Je ponctue ma phrase d'un petit rire totalement faux et crispé, qui ressemble davantage à un hennissement de jument qu'à un rire. Il dégluti en m'observant, confus, puis se racle la gorge et marmonne sans conviction.
— Eh bien, merci.
— Oh mais y'a pas de quoi ! Sur ce, je vous laisse retourner à vos petites occupations. Je vais chercher mes valises et surtout ne vous inquiétez pas pour moi, en trois mois, je n'ai pas encore eu le temps d'oublier le chemin de ma chambre !
J'accentue mon sourire hypocrite et frappe dans mes mains, feignant l'enthousiasme. Les yeux ronds, il se recule d'un pas lorsque que je traverse énergiquement la cuisine, le frôlant intentionnellement au passage.
Un sourire diabolique peint sur le visage, j'emprunte le couloir et lui crie d'un air faussement enjoué par-dessus mon épaule.
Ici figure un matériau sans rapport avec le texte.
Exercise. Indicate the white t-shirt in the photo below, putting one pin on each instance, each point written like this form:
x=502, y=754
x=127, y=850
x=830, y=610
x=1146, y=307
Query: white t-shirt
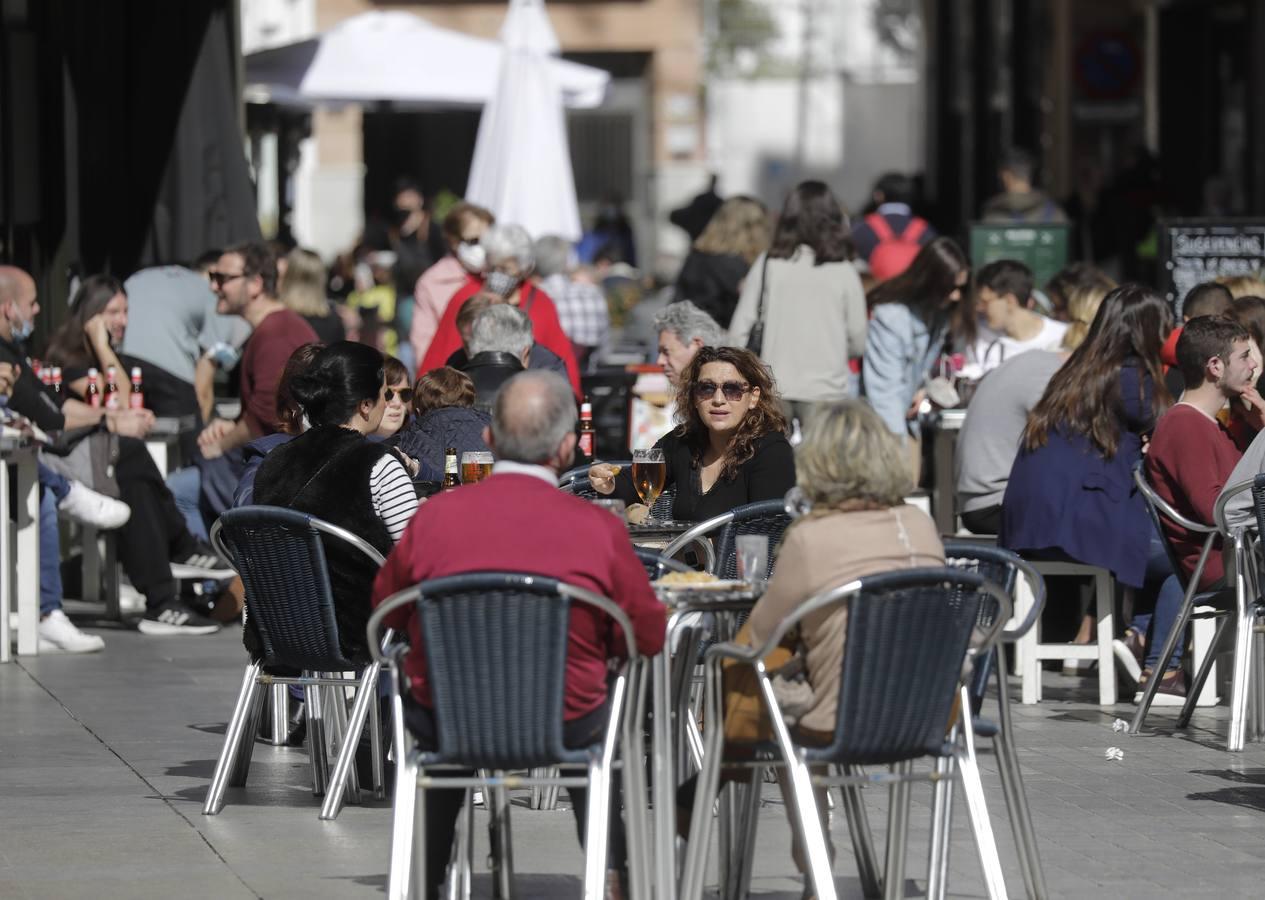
x=991, y=350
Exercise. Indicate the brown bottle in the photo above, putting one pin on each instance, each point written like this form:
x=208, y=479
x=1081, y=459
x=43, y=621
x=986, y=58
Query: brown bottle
x=450, y=479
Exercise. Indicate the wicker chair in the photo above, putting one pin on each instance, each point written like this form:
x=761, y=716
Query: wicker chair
x=281, y=557
x=496, y=660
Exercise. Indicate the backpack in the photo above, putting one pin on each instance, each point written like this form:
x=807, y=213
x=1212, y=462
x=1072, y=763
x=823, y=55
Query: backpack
x=893, y=252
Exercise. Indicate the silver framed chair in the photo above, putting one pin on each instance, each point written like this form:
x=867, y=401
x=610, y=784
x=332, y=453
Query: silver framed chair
x=908, y=638
x=282, y=558
x=496, y=658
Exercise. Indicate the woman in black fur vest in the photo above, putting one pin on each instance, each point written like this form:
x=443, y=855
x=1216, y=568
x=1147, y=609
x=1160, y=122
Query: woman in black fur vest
x=333, y=471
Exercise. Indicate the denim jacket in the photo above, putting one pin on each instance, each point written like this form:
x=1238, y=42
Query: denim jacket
x=900, y=353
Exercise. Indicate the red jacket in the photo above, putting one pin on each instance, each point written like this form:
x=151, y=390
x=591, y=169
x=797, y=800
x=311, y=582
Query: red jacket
x=518, y=523
x=534, y=301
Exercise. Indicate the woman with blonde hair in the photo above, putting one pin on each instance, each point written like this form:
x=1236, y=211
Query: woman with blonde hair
x=302, y=289
x=712, y=275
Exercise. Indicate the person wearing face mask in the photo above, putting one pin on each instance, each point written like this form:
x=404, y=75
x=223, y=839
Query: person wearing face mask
x=463, y=228
x=510, y=263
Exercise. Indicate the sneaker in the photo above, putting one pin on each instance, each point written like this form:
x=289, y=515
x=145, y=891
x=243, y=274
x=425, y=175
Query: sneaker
x=58, y=633
x=1172, y=691
x=170, y=620
x=203, y=562
x=85, y=505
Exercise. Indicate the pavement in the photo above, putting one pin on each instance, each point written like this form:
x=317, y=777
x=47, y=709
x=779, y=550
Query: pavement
x=105, y=758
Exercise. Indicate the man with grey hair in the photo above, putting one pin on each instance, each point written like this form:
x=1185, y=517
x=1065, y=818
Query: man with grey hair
x=581, y=304
x=500, y=347
x=683, y=328
x=518, y=520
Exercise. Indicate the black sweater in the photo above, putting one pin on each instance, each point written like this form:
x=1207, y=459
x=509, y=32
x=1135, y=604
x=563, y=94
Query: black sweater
x=768, y=475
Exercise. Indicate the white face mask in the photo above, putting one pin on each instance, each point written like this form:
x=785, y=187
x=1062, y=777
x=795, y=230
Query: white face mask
x=472, y=257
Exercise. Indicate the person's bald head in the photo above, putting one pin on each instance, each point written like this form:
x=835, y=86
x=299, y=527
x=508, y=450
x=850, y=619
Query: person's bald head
x=534, y=420
x=18, y=304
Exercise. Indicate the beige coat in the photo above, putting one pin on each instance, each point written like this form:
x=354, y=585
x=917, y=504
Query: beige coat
x=825, y=552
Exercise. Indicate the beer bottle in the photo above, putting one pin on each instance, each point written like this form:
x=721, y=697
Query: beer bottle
x=137, y=399
x=587, y=447
x=111, y=389
x=450, y=479
x=94, y=390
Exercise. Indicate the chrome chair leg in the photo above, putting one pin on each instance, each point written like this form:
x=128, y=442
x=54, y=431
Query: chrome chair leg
x=233, y=736
x=897, y=833
x=975, y=806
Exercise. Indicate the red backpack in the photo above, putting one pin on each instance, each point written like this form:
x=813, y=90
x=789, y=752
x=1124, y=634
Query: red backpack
x=893, y=252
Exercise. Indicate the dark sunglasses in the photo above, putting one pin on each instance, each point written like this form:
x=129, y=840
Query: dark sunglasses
x=733, y=390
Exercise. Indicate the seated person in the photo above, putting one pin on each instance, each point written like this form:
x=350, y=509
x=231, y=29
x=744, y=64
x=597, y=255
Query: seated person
x=493, y=525
x=500, y=346
x=851, y=471
x=730, y=448
x=1190, y=460
x=444, y=415
x=989, y=436
x=334, y=472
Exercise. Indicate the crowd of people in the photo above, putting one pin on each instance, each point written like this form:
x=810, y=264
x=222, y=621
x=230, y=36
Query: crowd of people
x=802, y=352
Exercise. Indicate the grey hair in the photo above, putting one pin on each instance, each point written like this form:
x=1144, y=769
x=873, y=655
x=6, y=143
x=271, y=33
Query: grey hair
x=509, y=242
x=502, y=328
x=531, y=414
x=553, y=256
x=687, y=322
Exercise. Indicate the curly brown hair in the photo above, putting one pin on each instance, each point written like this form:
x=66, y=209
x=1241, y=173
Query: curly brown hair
x=765, y=418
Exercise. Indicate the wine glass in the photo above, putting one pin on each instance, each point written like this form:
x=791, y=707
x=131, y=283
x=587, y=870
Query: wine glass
x=649, y=471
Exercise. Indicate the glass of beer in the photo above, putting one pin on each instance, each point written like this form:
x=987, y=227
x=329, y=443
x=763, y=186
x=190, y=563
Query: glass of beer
x=649, y=471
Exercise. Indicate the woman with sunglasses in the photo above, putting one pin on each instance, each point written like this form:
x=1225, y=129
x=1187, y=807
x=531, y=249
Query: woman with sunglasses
x=730, y=447
x=335, y=472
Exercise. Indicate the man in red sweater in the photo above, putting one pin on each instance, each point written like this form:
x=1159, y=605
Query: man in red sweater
x=1193, y=453
x=518, y=520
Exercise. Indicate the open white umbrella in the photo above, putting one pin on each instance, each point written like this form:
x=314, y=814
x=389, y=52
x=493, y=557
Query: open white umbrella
x=399, y=57
x=521, y=168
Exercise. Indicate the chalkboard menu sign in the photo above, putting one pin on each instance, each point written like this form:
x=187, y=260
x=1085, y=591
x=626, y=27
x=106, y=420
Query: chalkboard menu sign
x=1193, y=251
x=1041, y=247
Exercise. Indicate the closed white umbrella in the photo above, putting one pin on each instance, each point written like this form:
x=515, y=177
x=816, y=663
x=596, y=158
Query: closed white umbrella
x=521, y=168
— Je me ferais toute petite, faites comme-ci je n'étais pas là !
Mon cœur bat à tout rompre dans ma poitrine. Je descends les escaliers du porche en quatrième vitesse et trottine presque sur l'allée pavée.
Oh mon dieu, il ne va pas aimer ça... Je lui donne dix secondes avant qu'il ne rapplique en hurlant !
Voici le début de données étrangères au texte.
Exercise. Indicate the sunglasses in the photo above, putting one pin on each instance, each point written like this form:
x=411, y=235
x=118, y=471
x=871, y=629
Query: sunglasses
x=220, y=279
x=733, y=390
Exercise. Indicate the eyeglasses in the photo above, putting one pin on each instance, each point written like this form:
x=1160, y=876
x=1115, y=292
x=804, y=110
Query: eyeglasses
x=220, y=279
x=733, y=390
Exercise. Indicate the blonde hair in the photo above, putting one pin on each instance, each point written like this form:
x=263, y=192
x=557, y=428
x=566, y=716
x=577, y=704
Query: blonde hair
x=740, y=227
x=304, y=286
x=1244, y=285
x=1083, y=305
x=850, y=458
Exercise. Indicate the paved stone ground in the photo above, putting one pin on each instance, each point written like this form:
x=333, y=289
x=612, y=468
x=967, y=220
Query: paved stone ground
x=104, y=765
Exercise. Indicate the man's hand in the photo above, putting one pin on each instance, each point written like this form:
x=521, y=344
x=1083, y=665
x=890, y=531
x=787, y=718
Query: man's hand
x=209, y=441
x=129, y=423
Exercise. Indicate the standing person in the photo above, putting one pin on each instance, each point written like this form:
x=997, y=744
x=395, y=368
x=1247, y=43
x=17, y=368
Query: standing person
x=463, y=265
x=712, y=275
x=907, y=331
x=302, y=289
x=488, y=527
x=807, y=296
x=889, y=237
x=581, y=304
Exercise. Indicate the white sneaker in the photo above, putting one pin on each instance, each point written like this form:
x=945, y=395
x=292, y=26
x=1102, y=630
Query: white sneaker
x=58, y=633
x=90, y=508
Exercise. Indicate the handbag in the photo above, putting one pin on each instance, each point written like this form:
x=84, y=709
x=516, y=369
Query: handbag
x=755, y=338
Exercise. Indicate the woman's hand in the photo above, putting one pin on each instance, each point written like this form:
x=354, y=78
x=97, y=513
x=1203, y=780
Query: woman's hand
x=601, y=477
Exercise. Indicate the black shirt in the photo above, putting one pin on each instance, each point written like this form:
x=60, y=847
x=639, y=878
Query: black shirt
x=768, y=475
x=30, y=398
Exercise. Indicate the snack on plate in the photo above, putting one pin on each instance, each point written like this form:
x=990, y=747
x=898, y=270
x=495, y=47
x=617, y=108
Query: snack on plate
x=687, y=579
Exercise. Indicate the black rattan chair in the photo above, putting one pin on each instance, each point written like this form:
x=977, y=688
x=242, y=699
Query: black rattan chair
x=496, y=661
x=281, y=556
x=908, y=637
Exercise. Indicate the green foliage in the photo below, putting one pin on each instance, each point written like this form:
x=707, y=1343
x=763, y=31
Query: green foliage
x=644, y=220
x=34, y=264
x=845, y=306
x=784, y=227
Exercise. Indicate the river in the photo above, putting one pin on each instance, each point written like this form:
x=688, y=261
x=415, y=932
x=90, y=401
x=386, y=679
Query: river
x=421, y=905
J'actionne l'ouverture à distance sur mes clés de voiture et me dirige vers le coffre quand j'entends mon nouveau colocataire vociférer derrière moi. Mon sang bat dans mes oreilles et je n'ai absolument rien entendu de ce qu'il vient de me dire. J'ouvre la porte et lève la tête brièvement pour lui décocher un petit sourire luciférien avant de replonger dans le coffre à la recherche de mes affaires.
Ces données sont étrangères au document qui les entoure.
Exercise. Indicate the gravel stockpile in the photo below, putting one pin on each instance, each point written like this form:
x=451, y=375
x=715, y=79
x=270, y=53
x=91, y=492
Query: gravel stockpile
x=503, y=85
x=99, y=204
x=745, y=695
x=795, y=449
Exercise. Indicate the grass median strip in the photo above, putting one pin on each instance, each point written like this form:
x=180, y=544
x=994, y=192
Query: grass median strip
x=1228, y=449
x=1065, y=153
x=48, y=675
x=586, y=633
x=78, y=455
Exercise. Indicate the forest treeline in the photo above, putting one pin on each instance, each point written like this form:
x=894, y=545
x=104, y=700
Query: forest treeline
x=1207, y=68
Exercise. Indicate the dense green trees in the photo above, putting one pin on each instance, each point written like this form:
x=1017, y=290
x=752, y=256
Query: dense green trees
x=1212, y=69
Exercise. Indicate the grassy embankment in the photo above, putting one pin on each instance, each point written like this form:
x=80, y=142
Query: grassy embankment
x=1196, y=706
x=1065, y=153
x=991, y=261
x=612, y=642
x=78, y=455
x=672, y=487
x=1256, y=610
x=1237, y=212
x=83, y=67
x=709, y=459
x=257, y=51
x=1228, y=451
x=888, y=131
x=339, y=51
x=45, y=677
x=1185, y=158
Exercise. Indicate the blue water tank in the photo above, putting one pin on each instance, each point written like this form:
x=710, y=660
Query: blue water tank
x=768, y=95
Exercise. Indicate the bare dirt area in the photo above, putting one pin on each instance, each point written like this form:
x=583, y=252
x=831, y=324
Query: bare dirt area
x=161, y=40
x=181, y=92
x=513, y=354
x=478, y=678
Je l'entends jurer tandis qu'il s'approche. Je feins d'être occupée encore quelques secondes lorsqu'il arrive à ma hauteur et s'arrête. J'ai la vision troublée par l'adrénaline et j'essaie de retrouver une respiration calme avant de me relever pour lui faire face.
— Non mais qu'est-ce qui ne va pas chez toi !?
Il hurle littéralement. Sans sourciller, je lui réponds toujours avec le sourire.
— Ne criez pas si fort. Je ne voudrais pas que vous fassiez mauvaises impressions à nos voisins. Tenez-moi ça voulez-vous ?
Je lui tends sans ménagement une petite valisette, qu'il attrape sans broncher, complètement abasourdi. Il me dévisage pendant que je continue à sortir mes bagages.
— Non mais c'est quoi cette blague ? Non ! Hors de question que tu emménages dans cette maison !
Il me provoque du regard et reste planté devant moi.
— Vous n'oseriez pas me laisser à la rue tout de même? Vous pourriez être un peu plus indulgent avec moi, je n'ai nulle part où aller ! Ok un petit mensonge de temps en temps ne fait de mal à personne... Je vous signale que ce matin encore, en rendant mon appartement, j'ignorais tout de votre existence et de celui de votre précieux bail ! Et surtout, j'étais persuadée que j'aurais un toit sur la tête ce soir !
Je croise les bras sur ma poitrine et le toise en attendant sa réponse. Il se contente de me fixer, hébété, en clignant des yeux plusieurs fois et en grimaçant comme si la lumière lui brûlait les rétines.
— Quoi ? Tu ne savais pas qu'Annie m'avait loué la maison ?
— Eh bien non, je n'en savais strictement rien ! Mais je suppose qu'elle ne m'a rien dit parce qu'elle se doutait que je voudrais vous foutre dehors !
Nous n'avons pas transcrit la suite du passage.